Dénaturalisés est une étude historique, mais aussi une enquête sur la justice, une certaine justice, un certain milieu : celui des juges et des juristes de la Commission de révision des naturalisations. Le lecteur s’étonne au fil des pages, ou s’interroge, sur leur profil : universitaires, membres de la Cour de cassation, conseillers d’État, avocats généraux, spécialistes de droit public ou administratif. L’élite juridique et légale du pays se met au service d’une politique de discrimination. Le chapitre « Contester » revient d’ailleurs sur un fait connu des étudiants en droit et des historiens de nos institutions : la relative complicité, l’inaction dans les faits, du Conseil d’État face aux dénaturalisations. On apprend, dans le dernier chapitre, l’absence de condamnation et l’avancement de carrière pour les anciens membres de la Commission, comme Raymond Bacquart, membre du Conseil supérieur de la magistrature dans l’après-guerre.

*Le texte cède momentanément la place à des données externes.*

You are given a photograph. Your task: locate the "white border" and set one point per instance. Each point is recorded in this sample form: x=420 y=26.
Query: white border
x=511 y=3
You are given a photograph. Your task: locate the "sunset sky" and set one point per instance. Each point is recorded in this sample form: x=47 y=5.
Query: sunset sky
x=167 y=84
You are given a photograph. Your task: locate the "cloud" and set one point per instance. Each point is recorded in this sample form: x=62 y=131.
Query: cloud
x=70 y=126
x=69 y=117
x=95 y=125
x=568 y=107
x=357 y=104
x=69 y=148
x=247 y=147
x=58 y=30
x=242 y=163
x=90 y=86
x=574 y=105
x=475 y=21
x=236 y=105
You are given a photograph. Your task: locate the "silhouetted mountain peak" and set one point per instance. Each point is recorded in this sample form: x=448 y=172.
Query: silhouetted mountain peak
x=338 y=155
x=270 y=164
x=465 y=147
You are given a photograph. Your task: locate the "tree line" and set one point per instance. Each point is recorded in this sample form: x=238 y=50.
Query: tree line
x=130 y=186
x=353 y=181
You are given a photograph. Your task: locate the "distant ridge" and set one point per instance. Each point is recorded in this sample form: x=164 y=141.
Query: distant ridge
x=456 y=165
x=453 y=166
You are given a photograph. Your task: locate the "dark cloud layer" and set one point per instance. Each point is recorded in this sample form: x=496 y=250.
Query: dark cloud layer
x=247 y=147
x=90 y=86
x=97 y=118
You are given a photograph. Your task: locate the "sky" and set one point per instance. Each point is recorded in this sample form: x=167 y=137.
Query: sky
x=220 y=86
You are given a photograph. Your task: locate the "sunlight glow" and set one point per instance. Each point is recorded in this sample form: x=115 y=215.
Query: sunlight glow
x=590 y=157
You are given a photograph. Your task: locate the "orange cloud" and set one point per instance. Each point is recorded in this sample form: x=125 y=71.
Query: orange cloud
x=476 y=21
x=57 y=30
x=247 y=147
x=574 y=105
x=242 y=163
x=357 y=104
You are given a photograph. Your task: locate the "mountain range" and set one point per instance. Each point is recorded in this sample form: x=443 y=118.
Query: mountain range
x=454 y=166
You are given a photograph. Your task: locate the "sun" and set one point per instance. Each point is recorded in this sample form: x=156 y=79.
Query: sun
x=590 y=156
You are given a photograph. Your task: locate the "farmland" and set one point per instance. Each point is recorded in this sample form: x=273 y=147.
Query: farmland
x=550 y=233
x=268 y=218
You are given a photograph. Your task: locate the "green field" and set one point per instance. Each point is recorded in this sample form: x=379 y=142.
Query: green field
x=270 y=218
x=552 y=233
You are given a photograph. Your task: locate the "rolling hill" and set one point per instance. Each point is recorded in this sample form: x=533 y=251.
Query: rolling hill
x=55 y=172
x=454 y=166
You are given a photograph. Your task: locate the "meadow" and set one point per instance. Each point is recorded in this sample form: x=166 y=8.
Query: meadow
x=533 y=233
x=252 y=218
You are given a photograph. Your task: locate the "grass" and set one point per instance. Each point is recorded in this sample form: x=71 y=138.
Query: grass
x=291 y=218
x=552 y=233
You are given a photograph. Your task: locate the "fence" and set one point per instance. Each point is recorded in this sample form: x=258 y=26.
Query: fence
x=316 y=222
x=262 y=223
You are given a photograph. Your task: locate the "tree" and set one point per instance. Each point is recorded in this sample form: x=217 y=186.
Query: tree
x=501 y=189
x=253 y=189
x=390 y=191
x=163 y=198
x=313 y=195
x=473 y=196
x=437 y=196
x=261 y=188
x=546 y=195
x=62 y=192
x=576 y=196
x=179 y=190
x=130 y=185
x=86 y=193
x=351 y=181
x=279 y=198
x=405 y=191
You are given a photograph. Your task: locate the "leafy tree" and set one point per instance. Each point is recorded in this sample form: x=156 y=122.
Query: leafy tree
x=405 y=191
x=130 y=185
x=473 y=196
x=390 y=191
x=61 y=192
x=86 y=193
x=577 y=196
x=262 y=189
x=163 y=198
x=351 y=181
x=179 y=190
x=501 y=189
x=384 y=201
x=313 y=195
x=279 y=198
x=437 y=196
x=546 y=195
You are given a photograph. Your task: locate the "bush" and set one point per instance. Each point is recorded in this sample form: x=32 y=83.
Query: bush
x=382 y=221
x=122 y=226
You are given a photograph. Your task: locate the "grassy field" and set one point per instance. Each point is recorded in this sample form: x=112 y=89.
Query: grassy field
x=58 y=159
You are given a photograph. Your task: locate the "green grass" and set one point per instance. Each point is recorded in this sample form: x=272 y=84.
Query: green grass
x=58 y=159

Claire Zalc nous confronte surtout, par son enquête, à des réalités que nous n’osons plus imaginer : des individus vivant depuis des années sur un territoire, en possession de papiers en règle, et se retrouvant du jour au lendemain apatrides, illégaux dans leur propre pays. L’historienne insiste sur la dénaturalisation comme « désignation » et facilitation par l’État français de la déportation voulue par l’Allemagne national-socialiste, et rappelle ainsi des réalités factuelles propres à démonter l’irrecevabilité politique et légale du régime pétainiste.
Livrer sur demande, réédité en poche par les éditions Agone avec une excellente postface de Charles Jacquier explicitant le rôle des syndicats et des intellectuels dans les événements narrés par le livre, nous conduit à Marseille, en zone libre, juste après la défaite de 1940. Varian Fry, 32 ans à peine, journaliste progressiste ayant décrit la réalité des manifestations antisémites en Allemagne dès 1935, est envoyé en France par l’Emergency Rescue Committee avec une liste de deux cents artistes et militants à faire sortir « du plus gigantesque piège humain de l’histoire ». Parmi eux, Marc Chagall, Max Ernst, André Breton, mais aussi des sociaux-démocrates allemands, des anarchistes espagnols, des socialistes italiens. Entre consulats, diplomates, faux papiers et obtentions in extremis de visas de sortie, il s’agit de faire sortir le plus d’individus pour échapper à l’article 19 de l’armistice de juin 1940, qui contraint la France à « livrer sur demande tous les ressortissants allemands désignés par le gouvernement du Reich ».
Varian Fry parvient dans son récit à décrire ce que Lévi-Strauss, dans les premières pages de Tristes Tropiques, ou Zweig, dans sa correspondance, ont retranscrit d’après leurs expériences : la fuite de milliers d’individus, la volonté de partir à tout prix, une bonne partie du Vieux Continent ne désirant qu’émigrer vers le Nouveau Monde. Les difficultés, les imbroglios, les incompréhensions, les freins posés par l’administration française et le consulat des États-Unis se multiplient au fil du livre. Elles culminent quand l’auteur parvient à empêcher l’arrestation de Marc Chagall par un coup de téléphone plein de persuasion, avant sa confrontation à Maurice de Rodellec du Porzic, figure de la collaboration à Marseille. Le dialogue entre l’Américain idéaliste, déterminé et défenseur des droits de l’homme, et le Français antisémite et partisan de l’autoritarisme, est digne d’un roman mais saisissant d’un point de vue historique.
Dénaturalisés et Livrer sur demande se rejoignent en ce qu’ils nous proposent les histoires de milliers d’individus pris au piège d’une politique. Ces deux livres nous renvoient à une époque sans liberté de mouvement, sans espace Schengen, sans Union européenne, et où le contentieux administratif et le recours légal n’étaient plus appliqués. La dénaturalisation s’y lit comme la vengeance d’un pouvoir d’extrême droite contre l’identité et la nationalité de certains, du Juif naturalisé jusqu’à Charles de Gaulle et René Cassin, eux aussi victimes de ces mesures. Une nouvelle preuve que les régimes autoritaires et extrémistes s’attaquent en premier lieu à ce qui fait l’essence de l’être humain : son nom, ses papiers, son individualité et son appartenance à une communauté nationale.